O ex-empresário judeu consegue, no entanto, detectar o imenso potencial humano, sob a aparência de frivolidade, que é espírito de solidariedade de Oskar Schindler. Ambos gostavam de se entreter a discutir religião comparada apesar de Schindler não ser nem filósofo nem erudito.

Detestaria ser padre, acrescentou Herr Schindler, numa era como esta, em que a vida vale menos do que um maço de cigarros. Stern concordou mas, dentro do espírito da conversa, sugeriu que a referência que Herr Schindler fizera à Bíblia poderia ser resumida por um verso do Talmude que dizia que aquele que salva uma vida salva o mundo inteiro.
- Claro, claro – disse Oskar Schindler.
Com razão ou sem ela, Itzahk sempre acreditou que fora nesse momento que lançara à terra a semente certa.

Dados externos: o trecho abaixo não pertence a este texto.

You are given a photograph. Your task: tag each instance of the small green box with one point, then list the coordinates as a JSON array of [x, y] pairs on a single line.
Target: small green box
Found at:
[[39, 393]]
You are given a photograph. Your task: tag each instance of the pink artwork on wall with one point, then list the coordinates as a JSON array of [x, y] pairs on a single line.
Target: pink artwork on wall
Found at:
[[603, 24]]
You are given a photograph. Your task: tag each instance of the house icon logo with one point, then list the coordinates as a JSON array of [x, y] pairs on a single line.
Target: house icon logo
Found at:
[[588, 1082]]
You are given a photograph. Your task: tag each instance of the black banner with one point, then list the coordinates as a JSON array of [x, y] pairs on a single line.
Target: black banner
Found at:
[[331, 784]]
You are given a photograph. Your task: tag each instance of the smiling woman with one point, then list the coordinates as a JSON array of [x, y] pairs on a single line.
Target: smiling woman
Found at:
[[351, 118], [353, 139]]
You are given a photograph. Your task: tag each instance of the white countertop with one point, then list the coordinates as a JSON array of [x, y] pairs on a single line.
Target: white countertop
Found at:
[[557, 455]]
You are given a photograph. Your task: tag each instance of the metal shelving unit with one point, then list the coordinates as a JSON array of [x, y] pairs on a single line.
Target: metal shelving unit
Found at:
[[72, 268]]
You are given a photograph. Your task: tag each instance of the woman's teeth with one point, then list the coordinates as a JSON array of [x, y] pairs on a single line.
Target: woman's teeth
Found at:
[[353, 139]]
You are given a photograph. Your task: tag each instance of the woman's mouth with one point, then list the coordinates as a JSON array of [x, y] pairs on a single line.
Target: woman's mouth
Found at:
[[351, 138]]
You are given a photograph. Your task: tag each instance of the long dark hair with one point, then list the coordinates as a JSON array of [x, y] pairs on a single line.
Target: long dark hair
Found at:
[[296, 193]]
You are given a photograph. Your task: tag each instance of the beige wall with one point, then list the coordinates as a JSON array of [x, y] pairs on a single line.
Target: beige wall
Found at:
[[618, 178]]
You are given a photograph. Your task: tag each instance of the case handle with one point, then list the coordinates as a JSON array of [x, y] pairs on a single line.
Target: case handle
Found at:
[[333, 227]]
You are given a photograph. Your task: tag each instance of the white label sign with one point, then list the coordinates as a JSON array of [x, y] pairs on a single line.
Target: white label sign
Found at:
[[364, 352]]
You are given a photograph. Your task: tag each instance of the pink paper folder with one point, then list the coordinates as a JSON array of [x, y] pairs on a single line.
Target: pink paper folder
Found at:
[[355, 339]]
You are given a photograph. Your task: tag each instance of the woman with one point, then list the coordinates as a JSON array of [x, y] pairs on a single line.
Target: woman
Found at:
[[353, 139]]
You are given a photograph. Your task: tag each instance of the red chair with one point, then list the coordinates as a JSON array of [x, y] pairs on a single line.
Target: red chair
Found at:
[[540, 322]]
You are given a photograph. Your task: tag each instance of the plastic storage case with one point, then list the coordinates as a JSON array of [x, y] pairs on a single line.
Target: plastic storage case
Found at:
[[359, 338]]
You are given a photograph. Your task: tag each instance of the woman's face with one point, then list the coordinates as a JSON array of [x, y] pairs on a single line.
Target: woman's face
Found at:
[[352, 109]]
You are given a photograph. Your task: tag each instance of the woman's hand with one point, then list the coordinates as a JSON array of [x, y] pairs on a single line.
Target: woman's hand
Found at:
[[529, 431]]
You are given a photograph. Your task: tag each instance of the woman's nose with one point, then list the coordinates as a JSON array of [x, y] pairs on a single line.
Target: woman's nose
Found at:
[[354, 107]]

Com Vitória Klonowska, Schindler mantém, durante largos anos, uma relação híbrida de amante e laboral, período após o qual esta se metamorfoseia numa sólida amizade.

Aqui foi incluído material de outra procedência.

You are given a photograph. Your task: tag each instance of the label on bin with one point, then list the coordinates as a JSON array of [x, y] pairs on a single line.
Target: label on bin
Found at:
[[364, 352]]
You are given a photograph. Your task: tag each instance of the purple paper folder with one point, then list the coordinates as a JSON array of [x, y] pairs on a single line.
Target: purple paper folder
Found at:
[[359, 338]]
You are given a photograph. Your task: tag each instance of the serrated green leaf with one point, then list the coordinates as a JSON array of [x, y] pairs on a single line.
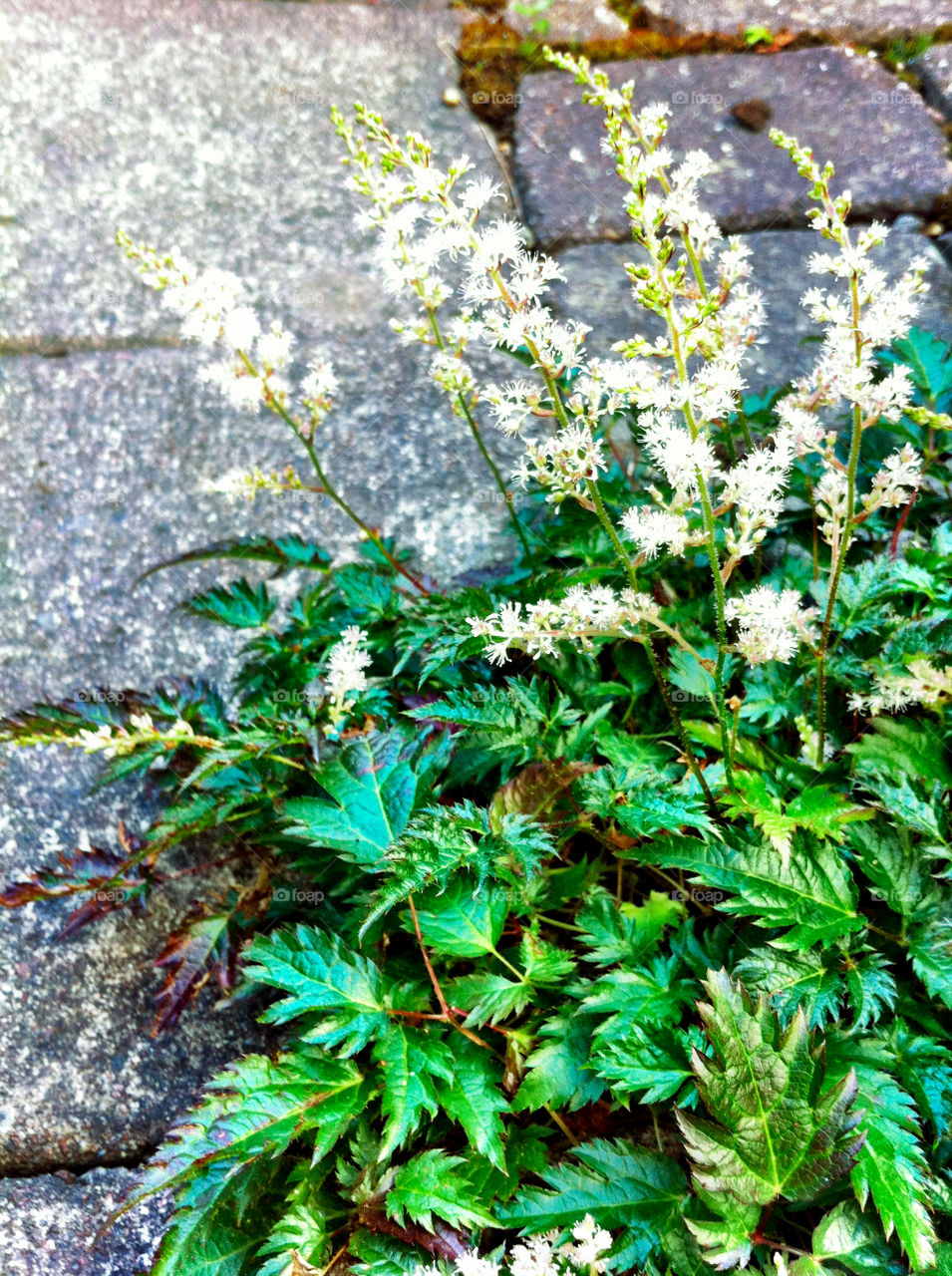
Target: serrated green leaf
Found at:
[[338, 989], [618, 1184], [774, 1130], [432, 1185], [891, 1165], [809, 891], [372, 789], [239, 605], [411, 1061], [463, 921], [624, 933], [474, 1098]]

Victoria Klonowska, uma secretária, polaca, era a beleza do escritório principal de Oskar, que iniciou imediatamente um longo caso amoroso com ela. Ingrid, sua amante alemã, deve ter sabido disso, tal como Emilie Schindler sabia da existência de Ingrid, pois Oskar recusar-se-ia sempre a ser um amante sub-reptício. Em relação à sua vida sexual revelava uma fraqueza infantil. Não era que se gabasse. Só que nunca via necessidade de mentir, de entrar furtivamente nos hotéis pelas escadas das traseiras, de bater discretamente à porta de qualquer rapariga, a altas horas da noite. Uma vez que Oskar não fazia qualquer tentativa séria de contar mentiras à suas mulheres, as opções destas ficavam reduzidas: era difícil travar as discussões típicas dos amantes.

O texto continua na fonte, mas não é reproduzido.